[NB: Updated; please see concluding paragraphs.]
As a matter of policy, we should favor love. It generates many private and public benefits. Individuals or communities short of love suffer terribly. Those rich in it thrive.
Please allow me to offer one small step towards encouraging love: An uncopyrighted (and thus public domain) card. Folding it for your love will prove your devotion, as the folds present a nice little origami challenge. A personalized card beats a store-bought one by a mile, too. Add messages inside and out, lock the heart up, hand it over, and brace yourself for some lovin’.
Here are some details:
If I might geek out for a moment, I’d like to offer some pertinent observations about copyright law. That I’ve uncopyrighted Folding Heart Card by no means guarantees that those who copy it will escape all liability. I have placed in the public domain only mywork of authorship—the image and the folds portrayed above. Another might claim copyright privileges over the same work, or some part of it. I claim Folding Heart Card as an original, but I must also admit that, by definition, unconscious copying remains a risk. So while I encourage you to copy the work as you see fit, and thereby honor both my love and your own, you must assume full responsibility for the outcome. I think, on net, you’ll like the results.
Update: On his eponymous, conspiratorial blog, Eugene Volokh kindly cited my Valentine’s Day offering. That prompted a question about the copyrightability of origami creations–and another excuse for me to geek out.

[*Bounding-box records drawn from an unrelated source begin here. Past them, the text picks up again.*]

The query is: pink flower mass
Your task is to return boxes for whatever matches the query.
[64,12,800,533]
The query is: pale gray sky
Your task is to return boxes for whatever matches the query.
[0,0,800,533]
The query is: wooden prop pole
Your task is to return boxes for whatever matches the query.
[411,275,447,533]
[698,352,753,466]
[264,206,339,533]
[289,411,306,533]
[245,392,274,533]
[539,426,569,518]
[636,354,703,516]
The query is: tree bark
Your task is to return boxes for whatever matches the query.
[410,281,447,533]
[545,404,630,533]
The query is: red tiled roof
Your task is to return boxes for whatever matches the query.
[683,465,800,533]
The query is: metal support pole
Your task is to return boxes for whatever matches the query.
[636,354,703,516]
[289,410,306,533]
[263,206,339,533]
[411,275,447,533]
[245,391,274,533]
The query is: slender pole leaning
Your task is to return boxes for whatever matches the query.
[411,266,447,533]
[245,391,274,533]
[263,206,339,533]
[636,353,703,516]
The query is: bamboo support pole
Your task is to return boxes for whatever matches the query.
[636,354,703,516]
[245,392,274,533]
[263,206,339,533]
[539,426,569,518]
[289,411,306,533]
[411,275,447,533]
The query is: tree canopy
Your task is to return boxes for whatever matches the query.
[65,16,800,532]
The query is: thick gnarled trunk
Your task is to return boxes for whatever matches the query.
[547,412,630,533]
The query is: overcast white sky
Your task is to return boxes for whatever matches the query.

Origami works probably merit copyright protection under U.S. law as works of sculpture, though the constraints imposed by paper-folding (there are only so many ways to fold a heart, for instance) might support a merger defense to any such claim. The sequence of folds required to make a particular origami work, in contrast, would probably fall outside the scope of copyright, instead qualifying as a “procedure, process, system, [or] method of operation,” per § 102(b). A patent would better suit that subject matter. An illustration of a folding sequence, such as my photos showing how to make the Folding Heart Card, would of course enjoy copyright protection.
As long as I’m updating, I’ll also caution those of you who create the Folding Heart Card that its front does not open. The back does open up, however, once you unlatch the paper locks that hold it closed. If you prefer a version that will not tempt the card’s recipient to try to open the front, you can, by way of a minor variation on the technique I illustrated, close its face with a kimono fold. I leave the method of that device, which I rejected as unappealingly unsymmetrical, as an exercise for students of origami.